The biggest problem with this film is its tone.  Sure, you can argue that the lackluster direction and acting makes this a bad movie, but the tone is what sets it apart as truly awful.  I don't know how familiar you are with German humor.  It supposedly exists, although I imagine that it is often paired with the punchline "YOU LAUGH NOW!"  Well, this movie, like all Boll films, is largely a German production.  Unfortunately, this film tries to be a funny action movie.  It doesn't work out well.  To give you an idea of the "humor" in this film, I don't think it is a spoiler to announce that the hero has sex with his female lead.  After the dirty deed, though,  Jack asks her how he rates, on a scale of 1 to 10; she gives him a 2.  Hilarious, right?  Well, they go back to that joke at least six more times and, eventually, Jack explains the joke out loud.  Even worse, this guy is a supporting character:
He's the guy who supplies this island with sandwiches.  But guess what?  He loves to eat his own sandwiches more than he likes to work!  Because he's fat!  And he talks to his sandwiches like he's seducing them.  BWA-HA-HA!  And his catch phrase seems to be " back!"  Get it?  He's fat!  And somehow, despite dozens of armed soldiers and some nigh-indestructible super soldiers, this character survives.  These attempts at humor are not sporadic; the script is filled with them.  Not a single actor in this film makes any of these lines work, either.  If you, like me, cannot stand comedic failures in cinema, be warned that this film might cause you to vomit through your eye sockets.

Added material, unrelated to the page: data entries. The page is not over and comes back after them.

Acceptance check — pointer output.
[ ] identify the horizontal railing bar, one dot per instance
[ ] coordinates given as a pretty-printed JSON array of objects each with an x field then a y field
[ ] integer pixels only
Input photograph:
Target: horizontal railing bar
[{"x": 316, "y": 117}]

Sure, there's more wrong with the movie than just the humor, but that is certainly the worst of it.  Oh, you want to hear more?  Fine, here are the low-lights.  The super soldiers are far deadlier in the opening scene (when you don't see them) than in any other scene; he evil doctor gives the plucky reporter the dime tour of his highly illegal operation before trying to kill her; the super soldiers look like buff versions of Powder; the super soldiers are unkillable, except when you shoot them in the eyes or mouth...unless the plot decides that some soldiers can survive being shot in the eye.  This is a terrible movie, so none of this should be surprising.  Still, some of the movie is almost watchable, so kudos to Uwe Boll for his first not completely unwatchable film.